Pantera Capital Announces 2 Altcoin Projects That Could Be the Stars of the Future!

The dynamics of the cryptocurrency market are constantly changing, and investors are constantly researching to identify the brightest projects of the future. In this context, well-established and reputable hedge funds such as Pantera Capital offer valuable guidance to investors with their analysis of crypto assets.

In the latest Blockchain Letter, analysts at Pantera Capital revealed two altcoin projects that could be the best performers in the market.

Analysts led by Cosmo Jiang and Erik Lowe reported that they focused on specific features when identifying crypto projects of fundamental interest. According to them, qualities such as product market fit, having a strong management team, and having a sustainable economy are critical for future success.

The first altcoin project that Pantera analysts drew attention to was Stacks (STX), which aims to scale Bitcoin and improve its smart contract capabilities. The Stacks project aims to contribute to the Bitcoin ecosystem and ensure the integration of smart contracts into this giant cryptocurrency. This could make Bitcoin more functional and suitable for a variety of use cases, thus gaining wider acceptance in the cryptocurrency market.

According to analysts, the reason why the Stacks project has high potential is that it does not yet have a competitor in its field:

“Stacks’ mission to innovate Bitcoin is therefore both exciting and well-timed. Interestingly, Stacks is currently the only live generalized smart contract layer-2 network in Bitcoin; This contrasts with the Ethereum ecosystem, where dozens of competing layer-2s compete for market share.

While there will be multiple viable Bitcoin layer-2s over time, we believe Stacks has a fairly long competitive advantage over any new competition that emerges, given its first-mover market position.”

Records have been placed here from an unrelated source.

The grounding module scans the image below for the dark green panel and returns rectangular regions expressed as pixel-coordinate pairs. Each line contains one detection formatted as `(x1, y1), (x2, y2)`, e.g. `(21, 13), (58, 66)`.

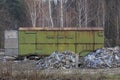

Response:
(19, 44), (36, 55)
(37, 43), (57, 55)
(19, 31), (36, 43)
(18, 31), (25, 43)
(57, 31), (75, 43)
(77, 31), (94, 43)
(37, 31), (57, 43)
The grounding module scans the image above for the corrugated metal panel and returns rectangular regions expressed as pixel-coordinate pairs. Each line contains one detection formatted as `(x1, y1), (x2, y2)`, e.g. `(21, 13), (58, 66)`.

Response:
(37, 31), (57, 43)
(5, 38), (18, 48)
(37, 43), (57, 55)
(76, 31), (94, 43)
(5, 30), (18, 56)
(56, 31), (75, 43)
(19, 28), (104, 55)
(19, 44), (36, 55)
(5, 48), (18, 56)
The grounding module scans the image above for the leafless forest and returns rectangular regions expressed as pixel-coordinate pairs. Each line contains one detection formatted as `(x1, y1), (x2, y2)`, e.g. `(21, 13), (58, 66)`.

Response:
(0, 0), (120, 48)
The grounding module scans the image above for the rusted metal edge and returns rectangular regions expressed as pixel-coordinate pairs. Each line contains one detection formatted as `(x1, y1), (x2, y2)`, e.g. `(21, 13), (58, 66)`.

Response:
(19, 27), (104, 30)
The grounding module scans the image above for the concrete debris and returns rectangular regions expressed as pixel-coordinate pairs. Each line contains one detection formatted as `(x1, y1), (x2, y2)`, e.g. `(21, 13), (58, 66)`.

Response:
(36, 51), (78, 69)
(84, 47), (120, 68)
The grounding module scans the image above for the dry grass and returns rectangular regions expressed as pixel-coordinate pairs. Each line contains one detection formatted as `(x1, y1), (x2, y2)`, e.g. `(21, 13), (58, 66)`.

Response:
(0, 62), (120, 80)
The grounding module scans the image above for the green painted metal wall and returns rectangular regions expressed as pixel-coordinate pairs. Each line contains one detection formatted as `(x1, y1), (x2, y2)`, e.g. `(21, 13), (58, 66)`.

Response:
(18, 30), (104, 55)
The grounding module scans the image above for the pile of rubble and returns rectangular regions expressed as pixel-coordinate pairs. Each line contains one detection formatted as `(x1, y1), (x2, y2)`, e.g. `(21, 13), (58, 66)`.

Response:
(84, 47), (120, 68)
(37, 51), (78, 69)
(36, 47), (120, 69)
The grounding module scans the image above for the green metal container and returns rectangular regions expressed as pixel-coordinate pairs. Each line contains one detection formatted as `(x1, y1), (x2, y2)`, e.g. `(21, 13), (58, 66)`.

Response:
(18, 28), (104, 56)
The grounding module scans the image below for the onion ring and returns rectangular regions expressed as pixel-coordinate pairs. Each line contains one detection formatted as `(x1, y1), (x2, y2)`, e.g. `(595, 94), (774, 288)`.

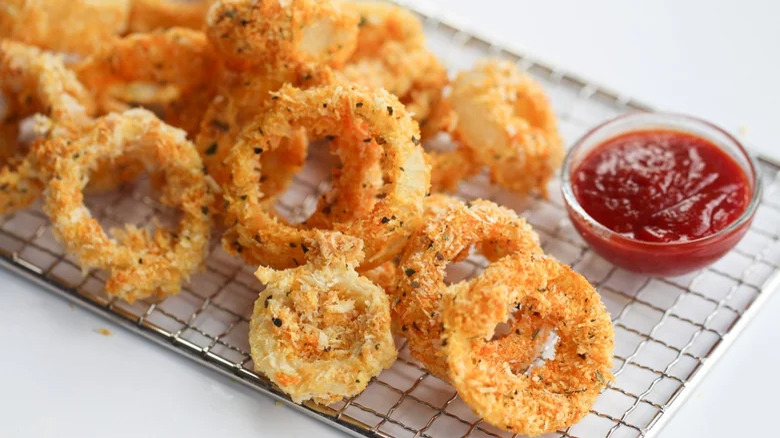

Secondly, Pantera analysts noted that dYdX (DYDX) is a noteworthy altcoin project due to its strong revenue and economics. As a protocol operating in the decentralized finance (DeFi) space, dYdX offers a platform where users can trade, borrow and lend crypto assets. According to analysts, there are two important reasons why dYdX has growth potential in the future:

“One of the key reasons we believe dYdX is interesting is that unit economics have been positively impacted over the past year. The business model is simple. They collect commission fees of about 2.5 basis points and pay customer acquisition costs. dYdX generates roughly a base volume profit for a healthy margin of 40%.

The second reason is a change in capital allocation that was introduced late last year. dYdX began returning capital to token holders in the form of staking rewards with the v4 upgrade in December. dYdX protocol profits are now distributed directly to token holders, making the token value tangible.”